SRE Weekly Issue #52

Merry Decemberween, all!  Much like trash pickup service, SRE Weekly comes one day late when it falls on a holiday.

SPONSOR MESSAGE

The “2016/17 State of On-Call” report from VictorOps is now available to download. Learn what 800+ respondents have to say about life on-call, and steps they’re taking to make it better. Get your free copy here: https://victorops.com/state-of-on-call

Articles

Percentiles are tricky beasts. Does that graph really mean what you think it means?

The math is just broken. An average of a percentile is meaningless.

Thanks to Devops Weekly for this one.

There’s that magical “human error” again.

ChangeIP suffered a major outage two weeks ago and they posted this analysis of the incident. Thanks, folks! Does this sound familiar?

We learned that when we started providing this service to the world, we made design and data layout decisions that made sense at the time but no longer do.

Shuffle sharding is a nifty technique for preventing impact from spreading to multiple users of your service. A great example is the way Route 53 assigns nameservers for hosted DNS zones:

sreweekly.com. 172800 IN NS ns-442.awsdns-55.com.
sreweekly.com. 172800 IN NS ns-894.awsdns-47.net.
sreweekly.com. 172800 IN NS ns-1048.awsdns-03.org.
sreweekly.com. 172800 IN NS ns-1678.awsdns-17.co.uk.

Fastly has a brilliant, simple, and clever solution to load balancing and connection draining using a switch ignorant of layer 4.

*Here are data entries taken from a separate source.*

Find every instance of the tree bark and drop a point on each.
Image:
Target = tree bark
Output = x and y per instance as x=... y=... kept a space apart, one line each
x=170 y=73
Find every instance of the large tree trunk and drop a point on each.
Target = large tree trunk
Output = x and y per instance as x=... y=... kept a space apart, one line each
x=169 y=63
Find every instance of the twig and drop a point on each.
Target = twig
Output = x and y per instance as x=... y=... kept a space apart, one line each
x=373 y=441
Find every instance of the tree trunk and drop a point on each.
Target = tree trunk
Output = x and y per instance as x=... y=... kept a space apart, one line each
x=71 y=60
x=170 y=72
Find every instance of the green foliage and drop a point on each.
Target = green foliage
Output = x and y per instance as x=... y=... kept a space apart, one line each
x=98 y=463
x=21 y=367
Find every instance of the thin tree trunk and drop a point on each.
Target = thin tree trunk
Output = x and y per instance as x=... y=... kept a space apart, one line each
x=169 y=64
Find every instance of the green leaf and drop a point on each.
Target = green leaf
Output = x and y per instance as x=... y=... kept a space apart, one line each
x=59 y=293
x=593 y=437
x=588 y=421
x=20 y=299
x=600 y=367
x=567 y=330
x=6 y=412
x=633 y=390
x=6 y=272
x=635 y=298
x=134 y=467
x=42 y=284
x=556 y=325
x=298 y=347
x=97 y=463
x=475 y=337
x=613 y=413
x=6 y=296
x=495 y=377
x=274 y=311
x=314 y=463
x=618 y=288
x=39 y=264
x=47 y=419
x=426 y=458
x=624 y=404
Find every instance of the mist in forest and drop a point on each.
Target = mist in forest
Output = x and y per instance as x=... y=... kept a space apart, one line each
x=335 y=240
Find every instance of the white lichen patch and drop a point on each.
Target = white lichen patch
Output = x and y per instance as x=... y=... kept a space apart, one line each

Incurring connection resets on upgrades has ramifications far beyond disrupting production traffic: it provides a disincentive for continuous software deployment.

Heroku shared a post-analysis of their major outage on December 15.

Full disclosure: Heroku is my employer.

Outages

  • NTP server pool
    • Load on the worldwide NTP server pool increased significantly due to a “buggy Snapchat app update”. What was Snapchat doing with NTP? (more details)
  • Zappos
    • Zappos had a cross-promotion with T-Mobile, and the traffic overloaded them.Thanks to Amanda Gilmore for this one.
  • Slack
    • Among other forms of impairment, /-commands were repeated numerous times. At $JOB, this meant that people accidentally paged their coworkers over and over until we disabled PagerDuty.
  • Librato
    • “What went well” is an important part of any post-analysis.